The two women I was with are about seven or eight years younger than me, as are many of my friends in Wellington. When I met them about four years ago there was a lot more talk about boys and parties and travel and we all seemed to be a lot more social and extroverted than we are now. Now we like to have tea and cake, fairly early in the evening. I think it’s great.

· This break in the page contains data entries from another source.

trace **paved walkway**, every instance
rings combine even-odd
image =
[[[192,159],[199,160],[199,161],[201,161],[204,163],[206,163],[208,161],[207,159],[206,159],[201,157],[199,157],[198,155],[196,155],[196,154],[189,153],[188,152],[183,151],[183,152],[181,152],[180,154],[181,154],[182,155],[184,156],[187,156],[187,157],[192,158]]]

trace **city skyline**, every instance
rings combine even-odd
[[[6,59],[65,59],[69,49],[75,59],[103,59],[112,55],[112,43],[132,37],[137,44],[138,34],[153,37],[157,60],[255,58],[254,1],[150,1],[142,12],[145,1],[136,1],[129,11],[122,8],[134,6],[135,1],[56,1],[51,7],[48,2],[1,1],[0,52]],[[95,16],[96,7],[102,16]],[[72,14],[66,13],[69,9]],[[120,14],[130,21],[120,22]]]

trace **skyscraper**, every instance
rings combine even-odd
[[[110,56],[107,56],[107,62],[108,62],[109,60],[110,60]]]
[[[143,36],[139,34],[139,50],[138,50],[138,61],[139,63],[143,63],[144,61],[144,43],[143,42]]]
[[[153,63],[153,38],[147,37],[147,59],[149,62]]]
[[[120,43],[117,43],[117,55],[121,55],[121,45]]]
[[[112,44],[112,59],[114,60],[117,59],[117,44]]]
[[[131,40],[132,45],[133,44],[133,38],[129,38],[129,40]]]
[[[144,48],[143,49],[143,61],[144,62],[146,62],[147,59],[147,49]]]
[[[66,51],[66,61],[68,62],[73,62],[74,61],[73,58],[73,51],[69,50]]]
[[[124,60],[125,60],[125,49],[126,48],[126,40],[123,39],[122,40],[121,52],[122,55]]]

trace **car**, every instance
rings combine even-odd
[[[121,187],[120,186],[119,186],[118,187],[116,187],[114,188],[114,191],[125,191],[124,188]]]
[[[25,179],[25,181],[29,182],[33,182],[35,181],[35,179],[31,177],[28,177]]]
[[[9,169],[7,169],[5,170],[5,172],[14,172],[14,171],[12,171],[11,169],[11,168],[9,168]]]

I did laugh a little as we were chatting, though, thinking about when I was their age and how I felt so out of place amongst many of my friends in the US who were beginning to marry and buy houses and have children: I felt like a total kid who had nothing in common with the grown-ups by whom I seemed to be suddenly surrounded. When I got to Wellington and was suddenly living out of a backpack and taking a lot of trips and kissing a lot of boys I got to be, for a while, the twenty-five year old I had not been when I was actually twenty-five. Now my younger friends are starting to say they’re slowing a bit—at thirty-one, thirty-two—and that they can’t party the way they used to. I am finally catching up by settling down.
(Meanwhile, I now know that all my cohort in the US who seemed so adult and responsible because of all their marrying and house-buying probably felt just about as random and confused as I did. Maybe weddings and mortgages blur those feelings a bit more than tickets to the other side of the world.)
I think I am glad I had an extraordinarily extended adolescence and young adulthood. I’m forty next year and obviously I have no idea what that means, but I think I’m glad I took a long time to grow up.
Comments
One response to “Catching Up, Slowing Down”
It’s weird for me sometimes that I’m in your position, with friends who are so much younger. But honestly, most of the time no one notices — I rarely do with you, except when you talk about stuff in the early 90s. ;)
You’re turning 40 next year?!? What amazing thing are you going to do?!??!?!?!?!?